S.F. No. 5880.
December 3, 1912.
APPEAL from an order of the Superior Court of the City and County of San Francisco refusing to vacate a judgment of dismissal entered upon the default of the plaintiff in failing to file an amended complaint. J.M. Seawell, Judge.
The facts are stated in the opinion of the court.
Costello Costello, and A.W. Brouillet, for Appellant.
Linforth Herrington, and C.H. Wilson, for Respondents.
This is an appeal by the plaintiff from an order refusing to vacate a judgment entered in favor of the defendants Mahony Brothers. The following are the facts: Plaintiff had filed three complaints, to all of which demurrers had been sustained. To his last complaint, the second amended complaint, plaintiff confessed demurrer and asked and obtained ten days' time within which to file a third amended complaint. By stipulation between the attorneys this time was extended ten days. When the time thus extended by stipulation was about to expire on August 31, 1910, plaintiff's attorney telephoned the attorney for Mahony Brothers, respondents herein, asking a further extension of time. The affidavit of plaintiff's attorney upon this matter is "that he communicated with C.H. Wilson, Esq., attorney for the defendants, Mahony Brothers, asking him if the time for filing the third amended complaint would be extended by him. Said C.H. Wilson replied, saying that he would not take a default against plaintiff." The affidavit of Mr. Wilson declares an absolute want of recollection of this incident and conversation, asserts affiant's belief that the conversation did not take place, and insists that if it did take place the import of the declaration was, and was only, that respondents' attorney would not take an immediate default against plaintiff, but would allow him a reasonable time in which to secure an order or a stipulation extending his time to plead. It should be added that the action was brought against several parties for their negligent conduct resulting in the death of plaintiff's intestate; that by his demurrers Mr. Wilson was successfully pressing his contention that there was an improper joinder of causes of action and of parties defendant in plaintiff's complaints, and that plaintiff's complaints did not show any liability upon the part of Mahony Brothers. The asserted conversation relative to the granting of further time occurred on August 31, 1910. Counsel for defendants Mahony Brothers did not take judgment of dismissal for default until October 19, 1910. During the interval of forty-eight days counsel for plaintiff neither obtained nor sought any extension of time.

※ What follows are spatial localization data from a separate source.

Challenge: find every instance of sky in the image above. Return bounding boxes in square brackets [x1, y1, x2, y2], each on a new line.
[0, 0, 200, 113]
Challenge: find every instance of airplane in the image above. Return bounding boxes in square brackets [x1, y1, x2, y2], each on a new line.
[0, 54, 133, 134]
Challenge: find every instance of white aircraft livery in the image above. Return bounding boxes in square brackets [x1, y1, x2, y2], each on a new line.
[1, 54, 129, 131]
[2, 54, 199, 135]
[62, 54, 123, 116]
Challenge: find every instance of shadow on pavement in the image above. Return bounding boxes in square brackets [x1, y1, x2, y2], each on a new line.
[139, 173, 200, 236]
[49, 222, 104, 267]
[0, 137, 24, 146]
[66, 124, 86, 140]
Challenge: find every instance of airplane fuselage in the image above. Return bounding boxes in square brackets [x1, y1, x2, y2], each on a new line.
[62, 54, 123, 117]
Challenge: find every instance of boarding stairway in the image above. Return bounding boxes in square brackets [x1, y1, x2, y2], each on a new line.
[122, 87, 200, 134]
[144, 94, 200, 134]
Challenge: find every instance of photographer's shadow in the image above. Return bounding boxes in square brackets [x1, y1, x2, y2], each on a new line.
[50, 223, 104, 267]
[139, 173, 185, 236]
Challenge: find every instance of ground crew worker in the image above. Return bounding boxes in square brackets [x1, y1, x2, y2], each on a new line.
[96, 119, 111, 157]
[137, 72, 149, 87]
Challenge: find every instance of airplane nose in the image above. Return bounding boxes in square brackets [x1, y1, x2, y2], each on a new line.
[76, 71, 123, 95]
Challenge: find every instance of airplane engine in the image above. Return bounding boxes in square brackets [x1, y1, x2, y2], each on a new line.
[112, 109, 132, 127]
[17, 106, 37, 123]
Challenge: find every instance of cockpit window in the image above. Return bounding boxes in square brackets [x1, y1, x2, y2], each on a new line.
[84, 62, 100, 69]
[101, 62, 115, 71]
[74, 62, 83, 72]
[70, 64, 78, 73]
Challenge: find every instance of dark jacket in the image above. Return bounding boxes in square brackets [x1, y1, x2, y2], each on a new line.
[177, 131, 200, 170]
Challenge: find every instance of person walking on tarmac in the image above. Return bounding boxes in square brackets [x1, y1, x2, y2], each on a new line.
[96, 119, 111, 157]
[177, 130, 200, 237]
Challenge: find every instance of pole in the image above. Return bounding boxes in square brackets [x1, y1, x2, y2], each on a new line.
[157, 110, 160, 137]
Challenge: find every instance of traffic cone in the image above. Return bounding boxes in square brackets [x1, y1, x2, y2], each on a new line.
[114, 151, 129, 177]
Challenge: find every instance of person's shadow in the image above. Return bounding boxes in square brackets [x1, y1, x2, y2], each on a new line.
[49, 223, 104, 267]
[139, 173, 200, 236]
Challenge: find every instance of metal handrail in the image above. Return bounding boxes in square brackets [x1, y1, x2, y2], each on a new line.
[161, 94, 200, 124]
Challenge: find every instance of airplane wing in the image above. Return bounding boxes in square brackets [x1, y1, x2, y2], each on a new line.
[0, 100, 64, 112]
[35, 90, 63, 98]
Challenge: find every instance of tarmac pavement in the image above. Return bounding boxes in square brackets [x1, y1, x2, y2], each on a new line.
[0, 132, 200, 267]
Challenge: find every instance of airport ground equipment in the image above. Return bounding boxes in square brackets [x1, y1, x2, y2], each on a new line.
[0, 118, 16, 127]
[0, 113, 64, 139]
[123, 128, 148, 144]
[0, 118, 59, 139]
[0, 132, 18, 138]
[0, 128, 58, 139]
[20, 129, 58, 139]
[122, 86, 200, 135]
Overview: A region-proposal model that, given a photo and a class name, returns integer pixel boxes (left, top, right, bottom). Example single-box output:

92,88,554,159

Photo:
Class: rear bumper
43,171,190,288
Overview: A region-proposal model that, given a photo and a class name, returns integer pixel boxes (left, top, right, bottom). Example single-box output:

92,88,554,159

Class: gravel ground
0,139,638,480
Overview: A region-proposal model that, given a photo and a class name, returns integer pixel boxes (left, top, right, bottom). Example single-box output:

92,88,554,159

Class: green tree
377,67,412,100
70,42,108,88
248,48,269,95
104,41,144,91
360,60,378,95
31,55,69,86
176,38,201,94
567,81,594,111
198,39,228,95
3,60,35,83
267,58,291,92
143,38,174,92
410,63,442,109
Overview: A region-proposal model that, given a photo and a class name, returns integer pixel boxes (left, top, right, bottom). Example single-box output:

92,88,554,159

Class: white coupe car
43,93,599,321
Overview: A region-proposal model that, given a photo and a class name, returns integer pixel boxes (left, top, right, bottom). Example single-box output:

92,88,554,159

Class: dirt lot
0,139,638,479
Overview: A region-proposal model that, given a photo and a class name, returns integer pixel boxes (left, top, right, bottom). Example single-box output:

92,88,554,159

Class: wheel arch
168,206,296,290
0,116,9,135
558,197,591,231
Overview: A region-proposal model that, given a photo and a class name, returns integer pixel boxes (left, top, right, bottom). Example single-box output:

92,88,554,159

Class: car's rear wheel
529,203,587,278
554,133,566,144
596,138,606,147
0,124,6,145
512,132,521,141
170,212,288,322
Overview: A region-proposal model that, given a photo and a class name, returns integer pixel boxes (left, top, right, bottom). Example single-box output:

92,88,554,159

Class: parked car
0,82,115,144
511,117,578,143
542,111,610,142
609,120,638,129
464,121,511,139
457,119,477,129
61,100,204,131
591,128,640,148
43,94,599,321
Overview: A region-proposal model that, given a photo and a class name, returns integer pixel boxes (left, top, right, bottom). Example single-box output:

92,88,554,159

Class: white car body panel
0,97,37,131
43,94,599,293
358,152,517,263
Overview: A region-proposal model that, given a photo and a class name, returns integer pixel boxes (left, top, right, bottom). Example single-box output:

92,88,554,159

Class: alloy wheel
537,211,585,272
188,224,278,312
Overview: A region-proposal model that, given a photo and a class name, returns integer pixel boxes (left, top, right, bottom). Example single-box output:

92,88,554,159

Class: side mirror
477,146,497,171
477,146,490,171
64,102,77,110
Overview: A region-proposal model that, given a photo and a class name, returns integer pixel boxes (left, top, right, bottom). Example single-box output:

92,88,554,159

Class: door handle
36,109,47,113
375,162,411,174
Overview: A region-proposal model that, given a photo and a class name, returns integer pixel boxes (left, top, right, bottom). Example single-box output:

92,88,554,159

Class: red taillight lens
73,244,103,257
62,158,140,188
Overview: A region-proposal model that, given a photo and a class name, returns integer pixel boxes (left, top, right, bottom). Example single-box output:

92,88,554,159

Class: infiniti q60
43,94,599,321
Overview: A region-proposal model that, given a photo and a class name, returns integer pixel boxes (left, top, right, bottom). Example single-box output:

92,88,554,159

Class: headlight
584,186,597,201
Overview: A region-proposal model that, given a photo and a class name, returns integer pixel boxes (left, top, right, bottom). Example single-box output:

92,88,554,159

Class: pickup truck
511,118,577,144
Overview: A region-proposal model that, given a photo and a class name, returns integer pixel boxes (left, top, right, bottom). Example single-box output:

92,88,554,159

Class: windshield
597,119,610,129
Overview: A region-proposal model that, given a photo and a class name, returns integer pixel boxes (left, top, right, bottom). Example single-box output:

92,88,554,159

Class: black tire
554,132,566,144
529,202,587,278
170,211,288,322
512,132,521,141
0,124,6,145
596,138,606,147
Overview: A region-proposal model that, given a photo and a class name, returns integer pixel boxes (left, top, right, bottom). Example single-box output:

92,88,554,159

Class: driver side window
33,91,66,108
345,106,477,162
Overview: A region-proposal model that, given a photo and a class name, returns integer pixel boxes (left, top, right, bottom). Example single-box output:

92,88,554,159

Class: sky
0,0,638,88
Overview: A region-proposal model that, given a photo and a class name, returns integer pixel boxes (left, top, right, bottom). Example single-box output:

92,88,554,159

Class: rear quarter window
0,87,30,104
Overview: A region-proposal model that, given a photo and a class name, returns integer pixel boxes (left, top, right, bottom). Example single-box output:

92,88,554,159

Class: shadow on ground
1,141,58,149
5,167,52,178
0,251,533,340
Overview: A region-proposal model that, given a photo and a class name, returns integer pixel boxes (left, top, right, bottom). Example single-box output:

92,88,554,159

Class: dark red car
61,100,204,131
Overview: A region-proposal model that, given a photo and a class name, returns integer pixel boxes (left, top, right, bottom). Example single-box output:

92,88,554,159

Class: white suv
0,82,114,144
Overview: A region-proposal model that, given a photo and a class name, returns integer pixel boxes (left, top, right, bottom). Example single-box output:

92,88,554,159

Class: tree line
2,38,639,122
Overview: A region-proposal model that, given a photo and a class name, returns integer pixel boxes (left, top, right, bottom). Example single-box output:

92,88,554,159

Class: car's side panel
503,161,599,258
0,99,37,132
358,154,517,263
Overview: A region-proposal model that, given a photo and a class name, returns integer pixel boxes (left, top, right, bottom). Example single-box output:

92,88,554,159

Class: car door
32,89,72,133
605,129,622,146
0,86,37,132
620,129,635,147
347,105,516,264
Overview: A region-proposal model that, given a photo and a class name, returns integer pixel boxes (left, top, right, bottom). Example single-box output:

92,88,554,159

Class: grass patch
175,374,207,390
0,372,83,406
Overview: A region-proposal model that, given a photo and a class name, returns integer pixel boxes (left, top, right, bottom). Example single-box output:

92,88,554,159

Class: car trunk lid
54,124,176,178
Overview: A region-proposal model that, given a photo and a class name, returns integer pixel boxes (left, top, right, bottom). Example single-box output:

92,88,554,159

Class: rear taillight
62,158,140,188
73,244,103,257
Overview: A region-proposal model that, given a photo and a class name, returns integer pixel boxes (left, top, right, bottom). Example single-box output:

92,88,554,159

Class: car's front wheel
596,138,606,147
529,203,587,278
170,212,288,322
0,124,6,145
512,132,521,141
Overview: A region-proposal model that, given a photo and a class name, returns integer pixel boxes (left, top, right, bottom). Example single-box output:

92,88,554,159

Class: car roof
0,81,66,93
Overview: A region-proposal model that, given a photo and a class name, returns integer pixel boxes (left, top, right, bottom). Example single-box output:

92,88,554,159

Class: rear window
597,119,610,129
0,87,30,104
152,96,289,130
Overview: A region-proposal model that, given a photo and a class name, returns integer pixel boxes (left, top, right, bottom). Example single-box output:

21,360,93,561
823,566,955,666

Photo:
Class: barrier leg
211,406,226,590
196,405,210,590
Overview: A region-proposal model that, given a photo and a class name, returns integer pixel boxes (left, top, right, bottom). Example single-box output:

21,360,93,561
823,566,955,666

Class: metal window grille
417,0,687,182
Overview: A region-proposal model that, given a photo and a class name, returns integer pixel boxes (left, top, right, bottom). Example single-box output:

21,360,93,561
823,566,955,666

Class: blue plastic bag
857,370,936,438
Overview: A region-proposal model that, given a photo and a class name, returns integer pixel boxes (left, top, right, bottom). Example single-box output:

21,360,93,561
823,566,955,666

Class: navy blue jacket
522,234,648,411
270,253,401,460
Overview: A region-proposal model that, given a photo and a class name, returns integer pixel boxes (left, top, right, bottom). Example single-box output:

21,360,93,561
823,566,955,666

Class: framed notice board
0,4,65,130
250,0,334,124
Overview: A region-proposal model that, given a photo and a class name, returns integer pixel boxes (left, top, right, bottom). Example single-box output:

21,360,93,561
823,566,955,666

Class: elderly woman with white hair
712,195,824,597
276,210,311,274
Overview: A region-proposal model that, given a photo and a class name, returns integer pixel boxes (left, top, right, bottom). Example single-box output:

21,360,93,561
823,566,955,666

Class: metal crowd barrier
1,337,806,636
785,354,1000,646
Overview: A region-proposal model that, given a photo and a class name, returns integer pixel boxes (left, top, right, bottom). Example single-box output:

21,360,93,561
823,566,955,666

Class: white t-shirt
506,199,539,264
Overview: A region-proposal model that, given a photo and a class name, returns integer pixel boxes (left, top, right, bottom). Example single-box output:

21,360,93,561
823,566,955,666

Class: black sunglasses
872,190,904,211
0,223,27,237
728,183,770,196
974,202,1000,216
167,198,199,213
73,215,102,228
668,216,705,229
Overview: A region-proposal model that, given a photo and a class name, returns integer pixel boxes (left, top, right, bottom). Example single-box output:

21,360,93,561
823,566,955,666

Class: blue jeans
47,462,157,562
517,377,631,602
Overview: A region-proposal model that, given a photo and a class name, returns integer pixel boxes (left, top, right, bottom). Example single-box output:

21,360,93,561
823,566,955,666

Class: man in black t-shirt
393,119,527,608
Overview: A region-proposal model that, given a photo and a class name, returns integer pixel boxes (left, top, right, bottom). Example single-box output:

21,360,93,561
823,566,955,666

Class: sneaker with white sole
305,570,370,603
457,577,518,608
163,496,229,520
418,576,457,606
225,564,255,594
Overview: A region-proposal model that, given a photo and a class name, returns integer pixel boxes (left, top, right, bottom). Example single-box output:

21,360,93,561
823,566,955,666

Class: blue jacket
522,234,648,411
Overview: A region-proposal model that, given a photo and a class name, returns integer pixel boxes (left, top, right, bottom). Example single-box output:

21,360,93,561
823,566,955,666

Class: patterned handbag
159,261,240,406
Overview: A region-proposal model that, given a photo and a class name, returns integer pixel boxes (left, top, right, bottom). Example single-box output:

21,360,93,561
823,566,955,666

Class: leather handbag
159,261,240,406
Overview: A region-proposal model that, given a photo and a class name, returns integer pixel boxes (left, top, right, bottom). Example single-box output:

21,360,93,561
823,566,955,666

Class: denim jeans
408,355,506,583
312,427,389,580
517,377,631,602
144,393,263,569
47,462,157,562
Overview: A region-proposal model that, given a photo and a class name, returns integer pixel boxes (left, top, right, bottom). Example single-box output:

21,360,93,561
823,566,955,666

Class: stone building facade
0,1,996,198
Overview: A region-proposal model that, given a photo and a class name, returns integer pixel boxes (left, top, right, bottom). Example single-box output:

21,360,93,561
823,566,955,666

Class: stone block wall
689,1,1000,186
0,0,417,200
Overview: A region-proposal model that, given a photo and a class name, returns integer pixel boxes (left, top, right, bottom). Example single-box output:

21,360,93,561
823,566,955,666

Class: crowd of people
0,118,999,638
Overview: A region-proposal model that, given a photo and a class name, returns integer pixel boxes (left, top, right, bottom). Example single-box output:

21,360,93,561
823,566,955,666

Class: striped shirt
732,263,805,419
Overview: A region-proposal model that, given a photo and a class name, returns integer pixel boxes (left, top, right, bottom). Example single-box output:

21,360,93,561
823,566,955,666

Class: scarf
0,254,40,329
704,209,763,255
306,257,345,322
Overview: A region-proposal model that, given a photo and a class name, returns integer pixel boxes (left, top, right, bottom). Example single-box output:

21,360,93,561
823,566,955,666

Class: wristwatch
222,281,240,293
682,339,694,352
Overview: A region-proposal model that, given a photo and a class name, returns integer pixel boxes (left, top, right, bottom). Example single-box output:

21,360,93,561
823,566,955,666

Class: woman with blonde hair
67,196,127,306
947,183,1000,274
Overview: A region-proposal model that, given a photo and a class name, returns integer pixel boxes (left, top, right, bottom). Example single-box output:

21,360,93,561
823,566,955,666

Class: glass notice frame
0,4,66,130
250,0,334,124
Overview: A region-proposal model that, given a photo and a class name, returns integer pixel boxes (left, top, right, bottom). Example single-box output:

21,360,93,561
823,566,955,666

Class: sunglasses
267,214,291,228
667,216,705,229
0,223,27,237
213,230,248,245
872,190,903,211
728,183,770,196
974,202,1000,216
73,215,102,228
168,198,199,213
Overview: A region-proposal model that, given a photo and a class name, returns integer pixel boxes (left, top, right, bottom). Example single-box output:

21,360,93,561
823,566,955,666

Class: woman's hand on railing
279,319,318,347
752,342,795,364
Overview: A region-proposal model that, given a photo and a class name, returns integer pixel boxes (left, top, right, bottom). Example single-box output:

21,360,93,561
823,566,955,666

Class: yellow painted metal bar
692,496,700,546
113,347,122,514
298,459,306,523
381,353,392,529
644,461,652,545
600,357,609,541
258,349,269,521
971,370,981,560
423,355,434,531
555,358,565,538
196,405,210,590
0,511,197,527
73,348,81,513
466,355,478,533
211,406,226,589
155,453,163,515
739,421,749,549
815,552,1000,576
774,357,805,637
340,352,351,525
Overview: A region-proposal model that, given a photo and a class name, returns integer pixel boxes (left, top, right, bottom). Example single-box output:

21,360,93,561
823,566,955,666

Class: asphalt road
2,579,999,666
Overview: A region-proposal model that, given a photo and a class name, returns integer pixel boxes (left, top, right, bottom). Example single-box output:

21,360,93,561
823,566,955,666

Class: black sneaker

This application for relief is based on section 473 of the Code of Civil Procedure, and from the foregoing statement of facts it is manifest that the sole question is whether or not the court abused its discretion in denying the application for relief. The rule of decision and the course of conduct of this court in dealing with such appeals has been well expressed in Ingrim v. Epperson, 137 Cal. 370, [ 70 P. 165], where it is said: "While it has been said in some cases that this discretion is better exercised when it tends to bring about a decision of the cause upon its merits, the rule itself (not to disturb an order setting aside, or refusing to set aside, a default except in clear cases of an abuse of discretion by the lower court) has never been relaxed. This observation has been in the nature of advice to the superior court, and not for the purpose of compelling it to decide in that mode. Unless the record clearly shows that the court has abused its discretion, its order, whether it be to grant or deny the application, will be affirmed." It is, of course, the province of the trial court to determine the truth when it is put in doubt by conflicting statements in the affidavits. In view of the fact that the trial court believed the defects in the complaint so far as the Mahony Brothers were concerned were incurable and was on the point of sustaining the last demurrer without leave to amend; in view further of the opposing statements of fact in the affidavits, and, finally, of the unquestioned fact that the attorney for plaintiff neglected for forty-eight days to secure any stipulation of extension of time, it cannot be said that the statement attributed to Mr. Wilson that he would not take default against plaintiff meant that plaintiff might go on indefinitely or forever without pleading. The delay of forty-eight days was unexplained and unexcused. In view of all these facts and circumstances it cannot be said that there was any abuse of discretion in the order appealed from.
It is, therefore, affirmed.
Lorigan, J., and Melvin, J., concurred.